The RF signature showed a better predictive performance than the ERG signature (Figure 6D, p = 6.55 × 10−15), with an AUC of 0.845 for 1 year, 0.811 for 2 years, and 0.801 for 3 years (Figure 6C) in TCGA cohort. In the ICGC cohort, the RF signature also had a better performance (Figure 6F, p = 4.707 × 10−4), with an AUC of 0.733 for 1 year, 0.713 for 2 years, and 0.749 for 3 years (Figure 6E).
Validation of the expression of prognostic genes by quantitative real-time PCR and IHC
Whether these prognostic genes are dysregulated in HCC was further examined. BSG and SFN, members of 13 ERGs, were examined in HCC tissues in an independent sample cohort via quantitative real-time PCR and IHC. We found that BSG and SFN were highly expressed in HCC samples compared with adjacent normal tissues (Figures 7A,B). In line with it, similar results were shown in IHC, which were consistent with the mRNA results of BSG and SFN in TCGA and ICGC.
FIGURE 7. Quantitative real-time PCR, immunohistochemistry, and CCK-8. (A) mRNA expression of BSG and SFN. (B) Levels of BSG and SFN were analyzed by IHC. The scale bar represents 20 μm. (C) Cell proliferation *p<0.05.

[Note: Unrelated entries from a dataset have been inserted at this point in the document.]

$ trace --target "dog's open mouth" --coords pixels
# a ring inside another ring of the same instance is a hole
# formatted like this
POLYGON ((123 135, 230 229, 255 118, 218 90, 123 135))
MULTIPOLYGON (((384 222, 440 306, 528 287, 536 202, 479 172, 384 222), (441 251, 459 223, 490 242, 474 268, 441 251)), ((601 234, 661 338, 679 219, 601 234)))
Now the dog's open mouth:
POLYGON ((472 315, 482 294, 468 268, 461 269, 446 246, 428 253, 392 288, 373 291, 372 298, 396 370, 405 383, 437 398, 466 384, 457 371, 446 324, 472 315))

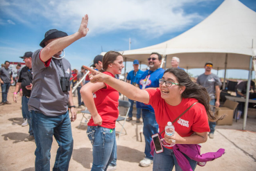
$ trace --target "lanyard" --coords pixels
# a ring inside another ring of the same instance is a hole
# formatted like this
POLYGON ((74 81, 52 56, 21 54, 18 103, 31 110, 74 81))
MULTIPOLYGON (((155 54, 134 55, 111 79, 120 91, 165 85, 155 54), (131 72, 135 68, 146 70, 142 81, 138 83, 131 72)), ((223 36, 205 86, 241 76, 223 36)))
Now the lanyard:
POLYGON ((32 75, 32 72, 31 71, 31 70, 28 69, 28 71, 26 71, 28 72, 28 78, 31 80, 31 83, 32 83, 32 79, 31 79, 31 76, 33 78, 33 75, 32 75))
POLYGON ((66 77, 65 70, 64 69, 63 64, 62 64, 62 60, 60 60, 60 67, 62 69, 64 77, 66 77))

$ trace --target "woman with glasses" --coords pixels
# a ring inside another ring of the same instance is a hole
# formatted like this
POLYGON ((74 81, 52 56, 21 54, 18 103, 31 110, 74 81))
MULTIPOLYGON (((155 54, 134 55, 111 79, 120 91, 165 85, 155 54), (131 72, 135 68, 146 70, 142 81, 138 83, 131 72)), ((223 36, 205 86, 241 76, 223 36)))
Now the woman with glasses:
MULTIPOLYGON (((123 67, 123 56, 119 53, 109 51, 105 54, 102 74, 114 79, 114 75, 121 74, 123 67)), ((82 87, 80 93, 92 114, 87 131, 92 145, 92 170, 106 170, 116 157, 115 127, 119 93, 105 82, 88 82, 82 87)))
MULTIPOLYGON (((210 109, 209 96, 206 89, 193 82, 189 75, 182 69, 169 69, 164 71, 160 79, 160 89, 139 89, 129 84, 92 70, 92 82, 105 82, 130 99, 149 104, 155 109, 156 120, 160 132, 164 129, 167 122, 172 122, 192 104, 198 102, 173 123, 175 134, 169 136, 162 133, 166 142, 176 141, 176 144, 198 144, 205 143, 210 131, 208 118, 216 120, 218 116, 213 116, 210 109)), ((185 154, 184 154, 185 155, 185 154)), ((193 170, 197 162, 186 155, 193 170)), ((162 153, 156 154, 153 158, 153 170, 182 170, 173 154, 172 147, 164 146, 162 153)))

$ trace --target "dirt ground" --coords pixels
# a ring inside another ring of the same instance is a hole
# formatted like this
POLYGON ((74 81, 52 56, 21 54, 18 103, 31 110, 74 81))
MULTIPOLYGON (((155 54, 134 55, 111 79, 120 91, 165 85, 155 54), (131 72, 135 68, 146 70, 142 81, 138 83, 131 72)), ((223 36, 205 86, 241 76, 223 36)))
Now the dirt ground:
MULTIPOLYGON (((35 141, 24 142, 28 136, 28 126, 22 127, 22 115, 21 98, 18 102, 13 102, 11 87, 8 101, 11 105, 0 107, 0 170, 32 171, 35 170, 35 141)), ((74 98, 77 104, 77 98, 74 98)), ((135 115, 134 115, 135 116, 135 115)), ((92 145, 86 135, 87 125, 83 118, 80 129, 78 128, 83 117, 78 114, 77 120, 72 123, 74 141, 74 150, 69 164, 69 170, 90 170, 92 163, 92 145)), ((86 117, 89 118, 89 115, 86 117)), ((216 152, 224 148, 225 154, 213 161, 207 162, 204 167, 197 166, 196 170, 256 170, 256 118, 249 116, 246 128, 241 131, 243 119, 233 122, 232 126, 217 126, 214 138, 208 138, 203 144, 201 152, 216 152)), ((121 135, 117 140, 117 170, 152 170, 152 165, 147 168, 139 166, 144 158, 144 139, 142 141, 139 132, 142 123, 136 123, 135 117, 131 122, 126 122, 126 135, 121 135)), ((117 131, 121 129, 117 124, 117 131)), ((117 139, 118 136, 117 136, 117 139)), ((53 141, 51 150, 51 167, 55 161, 58 144, 53 141)))

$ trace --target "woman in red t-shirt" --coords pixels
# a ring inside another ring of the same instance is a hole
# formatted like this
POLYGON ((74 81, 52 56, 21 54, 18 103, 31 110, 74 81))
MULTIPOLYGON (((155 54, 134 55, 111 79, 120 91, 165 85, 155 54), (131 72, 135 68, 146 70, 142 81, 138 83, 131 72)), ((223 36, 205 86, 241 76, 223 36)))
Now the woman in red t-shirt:
MULTIPOLYGON (((216 120, 219 117, 213 115, 210 109, 210 98, 206 89, 193 82, 189 75, 182 69, 169 69, 160 79, 160 89, 139 89, 134 86, 101 74, 90 69, 91 82, 105 82, 131 100, 152 105, 160 132, 167 122, 172 122, 195 102, 198 102, 179 120, 173 123, 175 134, 169 136, 164 134, 166 142, 175 140, 176 144, 198 144, 205 143, 210 131, 208 120, 216 120)), ((98 84, 98 83, 97 83, 98 84)), ((164 147, 164 152, 156 154, 153 159, 153 170, 180 170, 172 147, 164 147)), ((186 155, 189 164, 194 170, 196 161, 186 155)))
MULTIPOLYGON (((123 66, 122 55, 108 52, 103 59, 104 75, 114 78, 121 74, 123 66)), ((119 116, 119 92, 108 84, 88 82, 80 90, 85 106, 92 114, 87 125, 87 136, 92 145, 92 170, 104 170, 114 159, 117 150, 115 124, 119 116)))

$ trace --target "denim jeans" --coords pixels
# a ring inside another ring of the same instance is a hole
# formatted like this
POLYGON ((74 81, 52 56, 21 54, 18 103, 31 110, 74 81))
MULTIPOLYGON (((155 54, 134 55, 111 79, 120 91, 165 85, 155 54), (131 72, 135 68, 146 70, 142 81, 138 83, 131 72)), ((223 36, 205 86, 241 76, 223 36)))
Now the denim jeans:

Effects of inhibition of BSG and SFN on cell proliferation
The effects of inhibition of BSG and SFN on cell proliferation were next examined using CCK-8. Our results showed that the knockdown of BSG as well as SFN inhibition led to a significant reduction in cell proliferation (Figure 7C).
Discussion
It has been reported that tumor cells have a higher mitotic frequency than normal cells (Tao, 2005). Mitosis is confirmed as an anti-tumor target. In fact, drugs that stop cells in mitosis, also called anti-mitoses, are common treatments for a variety of human cancers, including breast, non-small-cell lung, and ovarian cancers (Weaver and Cleveland, 2005). Several studies have reported that exosomes can affect the mitosis of tumor cells. For example, Oliver et al. found that exosomes derived from human primed mesenchymal stem cells induce tumor cell mitosis (Yuan et al., 2019), and similar results could be found in colon cancer cells (Ren et al., 2019). In addition, exosomes produced by tumor cells have been demonstrated to play an important role in immune regulation. Exosomes have been demonstrated to promote inflammation, infectious diseases, and autoimmunity via regulating immune stimulation or suppression (Robbins and Morelli, 2014). All aforementioned evidence suggests that a combination of exosome, mitosis, and immunity may have potential predictive values for HCC.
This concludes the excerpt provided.